Ian York uses PITCHf/x and his unique charts to determine if John Hirschbeck called an even game behind the plate in Game Three of the World Series.
Cleveland won Game Three of the 2016 World Series 1-0 over Chicago, but home plate umpire John Hirschbeck didn’t do the visiting team any favors along the way. Using PITCHf/x to examine the locations of the pitches that Hirschbeck called balls and strikes – and overlaying them on the strike zone that umpires called this season (as described in more detail here and here) – reveals what the umpire’s calls looked like against Cleveland batters:
Nothing stands out in those graphics. Hirschbeck’s strike zone to left-handed batters is on the small side – which is good for batters, of course – with almost all the pitches that touch the outside edge of the lefty strike zone being called balls. [Note: That line is the region where pitches have a 50/50 chance of being called a ball or a strike, so having all four pitches there called balls suggests a small zone.] One pitch to a left-handed batter, well outside and below the zone, was called a strike. There was a mirror image strike called on a right-handed batter that should have been a ball, but one or two outliers per game is to be expected. Otherwise Cleveland batters/Cubs pitchers had a strike zone that was close to the typical zone called all season.

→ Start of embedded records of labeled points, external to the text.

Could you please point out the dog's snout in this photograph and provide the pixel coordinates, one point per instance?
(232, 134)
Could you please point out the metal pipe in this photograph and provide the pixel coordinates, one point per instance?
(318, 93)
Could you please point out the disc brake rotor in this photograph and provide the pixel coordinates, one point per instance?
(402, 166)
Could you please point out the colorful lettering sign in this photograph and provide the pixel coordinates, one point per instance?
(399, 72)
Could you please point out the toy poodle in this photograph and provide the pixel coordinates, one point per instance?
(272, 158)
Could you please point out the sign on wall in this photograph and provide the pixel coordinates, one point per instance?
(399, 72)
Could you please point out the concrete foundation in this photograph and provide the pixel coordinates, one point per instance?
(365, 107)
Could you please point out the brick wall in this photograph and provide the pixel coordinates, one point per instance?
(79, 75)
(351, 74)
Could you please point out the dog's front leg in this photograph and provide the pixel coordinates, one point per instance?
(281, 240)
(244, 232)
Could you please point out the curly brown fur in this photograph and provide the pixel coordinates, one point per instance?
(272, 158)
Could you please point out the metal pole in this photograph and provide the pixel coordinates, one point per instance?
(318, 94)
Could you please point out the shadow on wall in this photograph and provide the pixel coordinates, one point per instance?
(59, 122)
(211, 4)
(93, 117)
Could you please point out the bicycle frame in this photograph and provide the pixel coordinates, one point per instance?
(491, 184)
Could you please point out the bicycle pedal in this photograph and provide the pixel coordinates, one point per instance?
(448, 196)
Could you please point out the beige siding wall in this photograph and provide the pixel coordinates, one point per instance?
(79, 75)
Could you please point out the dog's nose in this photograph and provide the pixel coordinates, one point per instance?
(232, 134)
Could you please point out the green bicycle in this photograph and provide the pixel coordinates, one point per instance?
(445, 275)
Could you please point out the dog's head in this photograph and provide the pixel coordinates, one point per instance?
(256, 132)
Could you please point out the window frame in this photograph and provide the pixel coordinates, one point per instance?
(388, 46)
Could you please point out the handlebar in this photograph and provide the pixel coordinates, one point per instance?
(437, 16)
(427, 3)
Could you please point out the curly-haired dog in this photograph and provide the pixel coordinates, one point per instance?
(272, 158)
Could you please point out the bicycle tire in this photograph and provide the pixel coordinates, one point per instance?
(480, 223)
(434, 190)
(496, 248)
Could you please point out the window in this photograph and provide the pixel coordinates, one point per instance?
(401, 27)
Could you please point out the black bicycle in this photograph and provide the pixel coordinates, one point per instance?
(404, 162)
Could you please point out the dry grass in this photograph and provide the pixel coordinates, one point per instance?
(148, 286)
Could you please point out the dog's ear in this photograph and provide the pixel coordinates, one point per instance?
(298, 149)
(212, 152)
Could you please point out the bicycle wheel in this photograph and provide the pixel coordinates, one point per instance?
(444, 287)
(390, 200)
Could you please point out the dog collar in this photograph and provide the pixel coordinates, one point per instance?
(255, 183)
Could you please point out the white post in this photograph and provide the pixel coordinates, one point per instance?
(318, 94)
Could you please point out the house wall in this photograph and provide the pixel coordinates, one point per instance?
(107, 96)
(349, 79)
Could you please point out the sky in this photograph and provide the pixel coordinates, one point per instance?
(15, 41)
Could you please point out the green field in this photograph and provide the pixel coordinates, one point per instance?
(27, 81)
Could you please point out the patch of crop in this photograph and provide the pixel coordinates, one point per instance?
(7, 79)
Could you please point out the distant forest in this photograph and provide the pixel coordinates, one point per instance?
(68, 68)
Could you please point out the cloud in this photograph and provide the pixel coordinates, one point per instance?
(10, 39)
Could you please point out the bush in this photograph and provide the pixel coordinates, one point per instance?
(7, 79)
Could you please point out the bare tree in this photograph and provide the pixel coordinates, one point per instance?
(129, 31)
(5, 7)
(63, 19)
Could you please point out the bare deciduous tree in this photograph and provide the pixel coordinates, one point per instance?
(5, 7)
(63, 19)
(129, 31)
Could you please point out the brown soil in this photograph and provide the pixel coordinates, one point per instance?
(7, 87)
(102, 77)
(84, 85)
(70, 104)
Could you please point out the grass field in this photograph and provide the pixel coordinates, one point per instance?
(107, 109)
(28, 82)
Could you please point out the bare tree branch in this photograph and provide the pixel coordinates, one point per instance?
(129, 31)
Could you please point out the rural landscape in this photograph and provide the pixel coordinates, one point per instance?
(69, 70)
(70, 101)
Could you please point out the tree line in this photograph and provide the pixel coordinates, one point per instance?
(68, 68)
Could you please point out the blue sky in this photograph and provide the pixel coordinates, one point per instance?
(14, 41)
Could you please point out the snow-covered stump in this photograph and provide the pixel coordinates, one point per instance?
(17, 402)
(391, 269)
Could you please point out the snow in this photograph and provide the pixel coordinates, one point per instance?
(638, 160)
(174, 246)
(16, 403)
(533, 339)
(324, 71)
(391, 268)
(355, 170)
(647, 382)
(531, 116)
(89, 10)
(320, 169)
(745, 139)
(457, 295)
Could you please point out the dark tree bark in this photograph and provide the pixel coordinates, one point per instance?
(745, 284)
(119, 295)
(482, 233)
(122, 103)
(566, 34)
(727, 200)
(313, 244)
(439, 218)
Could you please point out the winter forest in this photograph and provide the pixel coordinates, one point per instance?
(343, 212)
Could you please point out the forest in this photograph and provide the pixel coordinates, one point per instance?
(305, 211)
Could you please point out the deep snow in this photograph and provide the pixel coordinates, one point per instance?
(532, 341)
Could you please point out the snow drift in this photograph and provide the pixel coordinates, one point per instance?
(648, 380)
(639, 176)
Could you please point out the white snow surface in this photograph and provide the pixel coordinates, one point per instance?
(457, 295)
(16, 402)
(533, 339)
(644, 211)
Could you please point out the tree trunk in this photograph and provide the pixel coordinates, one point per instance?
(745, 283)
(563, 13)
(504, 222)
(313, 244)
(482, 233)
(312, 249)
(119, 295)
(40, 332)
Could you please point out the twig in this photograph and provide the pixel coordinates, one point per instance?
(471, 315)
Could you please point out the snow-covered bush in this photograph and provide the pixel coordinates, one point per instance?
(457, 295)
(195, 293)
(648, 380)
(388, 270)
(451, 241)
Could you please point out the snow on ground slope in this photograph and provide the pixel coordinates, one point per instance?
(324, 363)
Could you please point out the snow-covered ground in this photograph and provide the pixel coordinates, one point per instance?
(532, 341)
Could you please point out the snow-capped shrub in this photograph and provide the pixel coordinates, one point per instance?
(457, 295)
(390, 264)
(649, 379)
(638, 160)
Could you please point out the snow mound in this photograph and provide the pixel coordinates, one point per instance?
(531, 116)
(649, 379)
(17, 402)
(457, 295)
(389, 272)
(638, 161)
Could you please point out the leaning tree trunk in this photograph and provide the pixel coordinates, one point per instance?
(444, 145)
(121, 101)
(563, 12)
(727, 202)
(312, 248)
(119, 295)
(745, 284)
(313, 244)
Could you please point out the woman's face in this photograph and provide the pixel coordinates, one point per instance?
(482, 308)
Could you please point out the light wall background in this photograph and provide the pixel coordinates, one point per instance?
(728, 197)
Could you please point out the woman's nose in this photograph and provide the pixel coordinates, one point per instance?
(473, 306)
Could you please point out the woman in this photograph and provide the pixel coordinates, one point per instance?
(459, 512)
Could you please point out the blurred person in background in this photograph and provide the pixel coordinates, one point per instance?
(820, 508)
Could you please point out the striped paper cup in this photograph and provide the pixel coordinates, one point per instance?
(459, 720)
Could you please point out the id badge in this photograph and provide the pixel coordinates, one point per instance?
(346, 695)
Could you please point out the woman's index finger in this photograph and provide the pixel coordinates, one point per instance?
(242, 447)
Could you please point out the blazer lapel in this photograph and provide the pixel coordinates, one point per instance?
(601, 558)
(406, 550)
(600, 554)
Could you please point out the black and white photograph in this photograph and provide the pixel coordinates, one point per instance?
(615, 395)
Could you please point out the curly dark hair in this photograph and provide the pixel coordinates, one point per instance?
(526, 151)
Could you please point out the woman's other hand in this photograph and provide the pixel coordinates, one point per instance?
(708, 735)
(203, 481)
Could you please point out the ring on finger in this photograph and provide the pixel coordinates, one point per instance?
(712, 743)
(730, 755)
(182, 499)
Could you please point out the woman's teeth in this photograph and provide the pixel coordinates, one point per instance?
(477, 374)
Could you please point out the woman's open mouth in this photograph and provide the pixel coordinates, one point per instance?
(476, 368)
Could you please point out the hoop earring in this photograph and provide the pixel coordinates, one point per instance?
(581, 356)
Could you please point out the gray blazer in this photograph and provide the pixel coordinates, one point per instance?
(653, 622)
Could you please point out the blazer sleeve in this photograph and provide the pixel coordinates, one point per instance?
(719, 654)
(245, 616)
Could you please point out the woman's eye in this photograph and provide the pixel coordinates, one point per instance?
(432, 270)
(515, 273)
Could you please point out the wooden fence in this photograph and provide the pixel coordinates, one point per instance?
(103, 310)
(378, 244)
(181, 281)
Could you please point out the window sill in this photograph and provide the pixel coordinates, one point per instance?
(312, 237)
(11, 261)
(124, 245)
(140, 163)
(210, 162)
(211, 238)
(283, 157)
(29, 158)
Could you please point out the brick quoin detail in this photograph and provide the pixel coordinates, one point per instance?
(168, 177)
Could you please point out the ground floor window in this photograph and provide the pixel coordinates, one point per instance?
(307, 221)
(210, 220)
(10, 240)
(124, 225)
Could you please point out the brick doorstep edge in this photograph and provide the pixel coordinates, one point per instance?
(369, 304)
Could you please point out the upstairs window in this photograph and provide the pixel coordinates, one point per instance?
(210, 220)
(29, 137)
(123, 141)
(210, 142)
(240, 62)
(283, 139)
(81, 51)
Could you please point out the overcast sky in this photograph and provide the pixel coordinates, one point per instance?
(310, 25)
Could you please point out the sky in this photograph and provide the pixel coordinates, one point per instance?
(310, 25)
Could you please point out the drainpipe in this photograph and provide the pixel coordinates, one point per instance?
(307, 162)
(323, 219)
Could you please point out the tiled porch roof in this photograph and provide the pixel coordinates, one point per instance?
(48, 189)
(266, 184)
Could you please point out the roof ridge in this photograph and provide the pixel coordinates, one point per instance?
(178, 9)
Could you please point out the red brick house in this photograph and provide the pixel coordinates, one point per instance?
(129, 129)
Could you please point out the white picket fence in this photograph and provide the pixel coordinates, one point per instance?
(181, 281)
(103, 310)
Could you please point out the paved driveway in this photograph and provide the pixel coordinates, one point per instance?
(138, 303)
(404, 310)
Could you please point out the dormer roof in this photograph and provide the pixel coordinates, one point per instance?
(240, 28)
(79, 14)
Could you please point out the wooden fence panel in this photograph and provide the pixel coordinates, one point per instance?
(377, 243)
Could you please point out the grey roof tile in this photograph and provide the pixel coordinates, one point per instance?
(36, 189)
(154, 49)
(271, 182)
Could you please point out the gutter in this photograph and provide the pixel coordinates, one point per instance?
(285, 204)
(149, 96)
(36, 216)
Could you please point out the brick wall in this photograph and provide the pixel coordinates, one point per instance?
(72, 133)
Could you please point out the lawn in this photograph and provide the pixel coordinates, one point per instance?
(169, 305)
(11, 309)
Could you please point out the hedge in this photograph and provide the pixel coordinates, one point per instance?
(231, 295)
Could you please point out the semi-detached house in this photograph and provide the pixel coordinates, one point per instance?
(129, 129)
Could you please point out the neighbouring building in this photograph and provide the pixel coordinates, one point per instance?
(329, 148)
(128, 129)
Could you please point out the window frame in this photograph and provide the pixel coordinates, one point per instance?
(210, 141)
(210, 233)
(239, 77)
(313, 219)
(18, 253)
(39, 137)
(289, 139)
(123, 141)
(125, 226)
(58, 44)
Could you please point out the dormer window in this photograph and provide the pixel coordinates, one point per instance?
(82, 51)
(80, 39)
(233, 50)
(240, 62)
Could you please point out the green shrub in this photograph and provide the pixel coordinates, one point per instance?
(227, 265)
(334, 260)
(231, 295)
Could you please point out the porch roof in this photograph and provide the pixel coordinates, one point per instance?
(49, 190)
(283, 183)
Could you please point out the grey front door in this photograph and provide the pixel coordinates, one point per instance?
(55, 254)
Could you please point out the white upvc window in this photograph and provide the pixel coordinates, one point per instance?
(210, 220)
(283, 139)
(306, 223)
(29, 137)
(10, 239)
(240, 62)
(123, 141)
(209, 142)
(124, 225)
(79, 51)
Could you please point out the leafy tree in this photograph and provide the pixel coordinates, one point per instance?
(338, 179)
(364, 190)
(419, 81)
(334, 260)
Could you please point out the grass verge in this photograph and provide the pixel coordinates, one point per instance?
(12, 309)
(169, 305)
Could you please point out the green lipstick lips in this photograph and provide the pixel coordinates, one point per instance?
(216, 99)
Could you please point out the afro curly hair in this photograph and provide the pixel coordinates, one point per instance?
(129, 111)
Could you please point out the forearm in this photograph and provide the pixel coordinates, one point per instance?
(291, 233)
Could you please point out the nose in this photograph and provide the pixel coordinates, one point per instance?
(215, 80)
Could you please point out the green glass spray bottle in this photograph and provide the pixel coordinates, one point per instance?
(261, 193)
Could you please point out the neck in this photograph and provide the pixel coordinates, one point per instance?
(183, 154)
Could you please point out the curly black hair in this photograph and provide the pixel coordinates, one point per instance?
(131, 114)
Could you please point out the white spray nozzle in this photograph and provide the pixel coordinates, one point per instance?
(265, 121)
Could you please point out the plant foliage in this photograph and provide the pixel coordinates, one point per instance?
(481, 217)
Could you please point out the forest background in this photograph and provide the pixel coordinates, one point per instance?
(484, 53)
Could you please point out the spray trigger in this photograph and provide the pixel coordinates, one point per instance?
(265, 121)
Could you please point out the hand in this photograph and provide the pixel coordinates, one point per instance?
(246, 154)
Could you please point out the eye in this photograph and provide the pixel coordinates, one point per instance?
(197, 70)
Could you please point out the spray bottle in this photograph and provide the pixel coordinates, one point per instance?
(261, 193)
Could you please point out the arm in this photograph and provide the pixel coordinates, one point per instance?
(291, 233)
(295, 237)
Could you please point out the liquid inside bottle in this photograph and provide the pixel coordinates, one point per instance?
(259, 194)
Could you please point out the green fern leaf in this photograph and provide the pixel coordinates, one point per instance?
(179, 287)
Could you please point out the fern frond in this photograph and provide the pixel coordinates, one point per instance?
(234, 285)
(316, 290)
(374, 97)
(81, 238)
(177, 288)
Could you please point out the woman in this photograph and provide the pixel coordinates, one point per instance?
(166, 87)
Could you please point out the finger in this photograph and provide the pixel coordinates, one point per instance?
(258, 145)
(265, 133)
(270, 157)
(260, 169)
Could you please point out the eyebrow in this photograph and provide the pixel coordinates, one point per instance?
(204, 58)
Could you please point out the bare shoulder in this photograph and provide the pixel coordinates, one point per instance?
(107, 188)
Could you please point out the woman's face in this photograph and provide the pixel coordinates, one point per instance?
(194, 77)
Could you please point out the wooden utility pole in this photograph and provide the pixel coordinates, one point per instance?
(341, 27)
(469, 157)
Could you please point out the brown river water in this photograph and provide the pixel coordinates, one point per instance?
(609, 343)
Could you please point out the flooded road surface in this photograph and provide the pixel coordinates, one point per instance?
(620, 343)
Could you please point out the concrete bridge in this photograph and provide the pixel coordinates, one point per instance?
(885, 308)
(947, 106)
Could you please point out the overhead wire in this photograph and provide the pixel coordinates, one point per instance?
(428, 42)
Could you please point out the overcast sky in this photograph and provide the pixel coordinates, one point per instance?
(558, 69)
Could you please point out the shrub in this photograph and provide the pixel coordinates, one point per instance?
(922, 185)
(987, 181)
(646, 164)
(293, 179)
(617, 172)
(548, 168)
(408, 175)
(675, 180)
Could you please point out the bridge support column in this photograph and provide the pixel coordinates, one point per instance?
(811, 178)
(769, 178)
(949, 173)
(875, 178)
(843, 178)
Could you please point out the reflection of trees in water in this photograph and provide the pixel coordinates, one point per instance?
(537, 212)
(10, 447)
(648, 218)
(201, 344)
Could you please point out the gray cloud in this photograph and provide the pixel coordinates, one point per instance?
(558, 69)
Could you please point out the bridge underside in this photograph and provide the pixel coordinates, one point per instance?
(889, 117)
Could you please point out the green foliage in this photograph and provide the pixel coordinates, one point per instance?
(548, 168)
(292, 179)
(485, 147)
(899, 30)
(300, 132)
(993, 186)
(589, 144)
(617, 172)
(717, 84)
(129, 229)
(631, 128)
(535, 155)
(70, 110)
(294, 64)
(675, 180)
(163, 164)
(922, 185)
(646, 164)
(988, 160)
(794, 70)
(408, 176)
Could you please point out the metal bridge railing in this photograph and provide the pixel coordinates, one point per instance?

However, the same cannot be said for Cubs batters/Cleveland pitchers:
There are no extra called strikes in these zones, and five, or perhaps six, pitches that should have been strikes were mistakenly called balls. Only nine called pitches to right-handed Cubs batters were in the strike zone – and Hirschbeck called three of those pitches balls.
The most egregious missed call – to Kris Bryant in the sixth inning – was several inches inside the outside edge of the strike zone, yet was still called a ball. [Note: Bryant also received a gift called ball in the fourth inning.] Bryant was facing Andrew Miller in the sixth inning – perhaps Hirschbeck felt that the matchup was unfair and was handicapping Miller. And he may have been right, since the Indians relief ace struck out Bryant on six pitches.
Here is an animation of that at-bat; notice the location of the first pitch, called a ball:
At the end of the day, Miller struck out Bryant and Cleveland won. But the strike zone, as called by Hirschbeck, was not consistent for both clubs.